Что до молодого Оседжа, то он всегда ехал следом за Графом на красивом коне, рыжая грива которого дико трепетала на скаку. Голова и грудь дикаря были обнажены, единственной одеждой его был кусок шкуры, перекинутый через чресла. В одной руке индеец держал ружьё, другой правил лошадью. Казалось, он был готов в любую минуту помчаться следом за Графом, куда бы тот ни приказал ехать.
Пылкий воображением, Граф уже представлял бездну приключений и дерзких подвигов, совершённых бок о бок с молодым индейцем на охотничьей земле Поуней.
Проехав несколько дальше, мы перебрались через глубокий ручей по крепкому мосту – остатку старой плотины бобров, не увидев, впрочем, никаких следов этого трудолюбивого семейства четвероногих строителей.
Около половины десятого мы сделали привал в лесу и пустили лошадей на свободный корм. Разложив огни, мы принесли воды из ближайшего ручья, и очень скоро наш французик сварил для нас кофе. Когда мы пили его, Горбушка указал на что-то. Мы все обернулись и увидели старого индейца-Оседжа. Дикарь приблизился к нам, подавая знаки, коими хотел сказать, что потерял свою лошадь.
– Он принадлежит к небольшому отряду Оседжей, который прошёл тут недавно, – объяснил Горбушка. – У него пропала лошадь.
– А может быть, он просто лазутчик, нанятый враждебно настроенными дикарями?

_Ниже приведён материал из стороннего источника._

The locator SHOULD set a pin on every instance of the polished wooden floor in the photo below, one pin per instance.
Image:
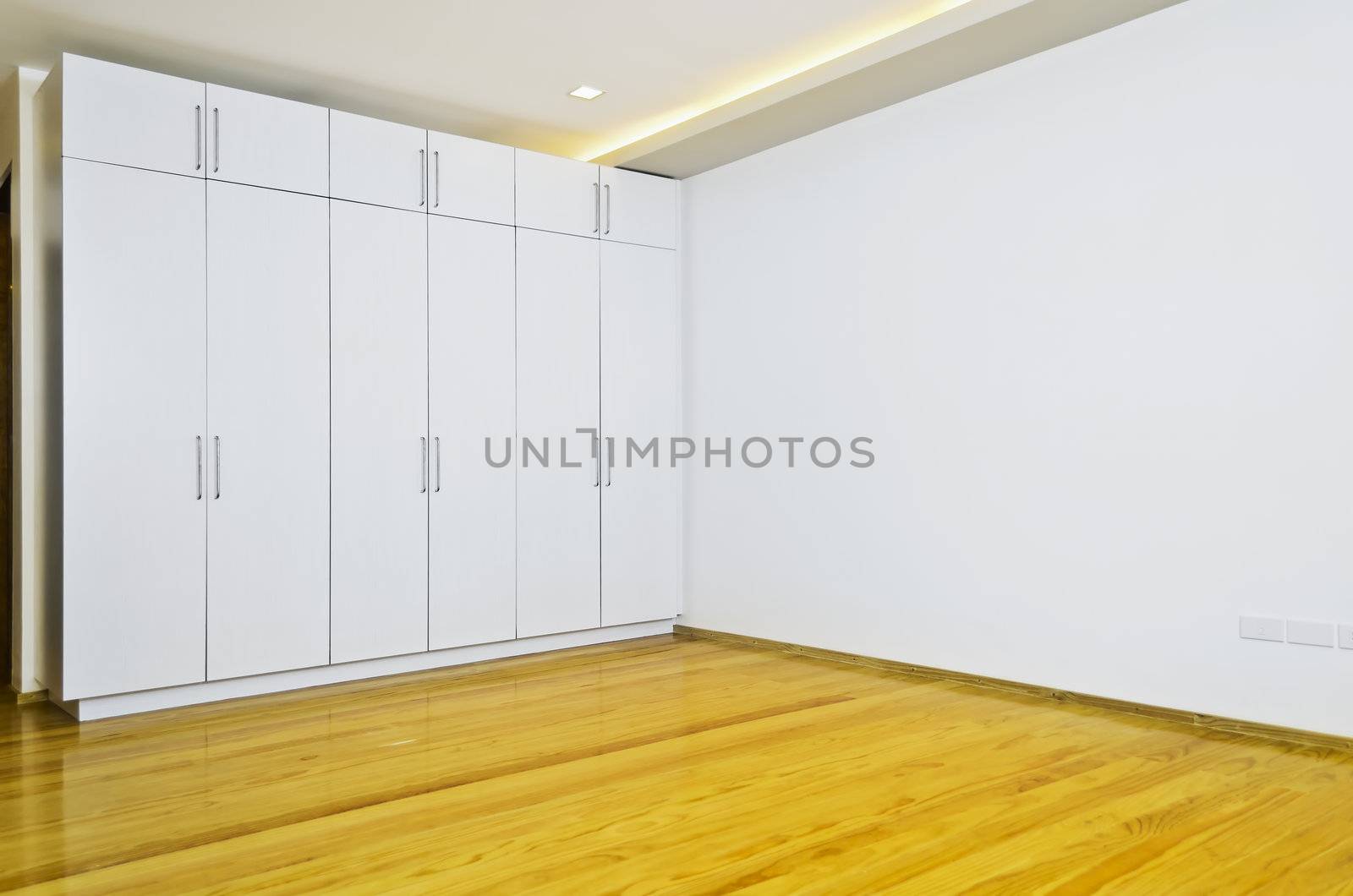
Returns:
(663, 765)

– Ерунда. Он почти совсем слепой, потому-то и кобылу свою упустил.
После завтрака все принялись развлекаться по своему усмотрению. Одни палили из ружей в цель; другие лежали и спали, укрывшись в густой тени и положив под голову седло; третьи разговаривали возле огня, и дым вился от костра сизой струйкой, утопая в широких ветвях. Лошади хватали дикий виноград, другие в наслаждении катались по земле.
Мы же устроились под высокими деревьями, которые своими прямыми и гладкими стволами напоминали колонны. Искристое солнце струилось сквозь прозрачные листья, расцвеченные осенней пестротой, и мне чудилось, что солнечные лучи скользили по раскрашенным окнам величественного готического собора, обрамлённого колоннами. В самом деле, во многих лесах царит какая-то торжественность и ощущается благоговение, которое во мне пробуждают такие же чувства, какие я испытывал во время посещения огромных церквей. В солнечных лучах клубилась золотистая пыль. Такая же дымка бывает в храме, когда его тёмное пространство пронизывается вдруг косыми солнечными полосками.
Около полудня звуки рожка пригласили нас к отъезду, и мы скоро собрались в дорогу, надеясь приехать в лагерь ренджеров ещё до наступления ночи. Он был от нас, если верить словам старого Оседжа, не более четырёх или пяти часов ходу.
Мы проехали одинокий пруд в лесу, покрытый водяными лилиями, прелестнейшими из всех, какие мне доводилось видеть за мою жизнь. Между лилиями шныряли сотни диких уток, сияя яркими цветами своих пышных перьев. Затем мы спустились к берегу Арканзаса, где следы бесчисленных подков, уходящих в воду, ясно указывали на недавнюю переправу охотничьего отряда Оседжей, которые шли на равнины к бизонам.
Мы напоили наших коней и некоторое время шли вдоль берега; наконец, завернули к степи, где приметили далёкий дым. Этот дым заставил нас ускорить бег наших лошадей, маня очевидной близостью бивуака. Вытягиваясь по тропинке, мы примчались к лугу, где паслись несколько лошадей. Но это оказались лошади вовсе не наших ренджеров, к которым мы так усердно торопились.
Чуть впереди возникла деревня Оседжей на берегу Арканзаса. Наше появление наделало много шума. Старики толпами повалили к нам, брали каждого из нас за руку, здороваясь. Женщины и дети жались друг к другу, собираясь кучками. Они бросали в нашу сторону робкие взгляды и посмеивались, общаясь между собой шёпотом. Молодёжь со всей деревни, как нам объяснили, отправилась на охоту, поэтому в деревне остались только старики и женщины с детьми.
Тут Питерсон, не сходя с лошади, обратился к индейцам. Он объяснил цель предпринятой им поездки и возложенных на него обязанностей.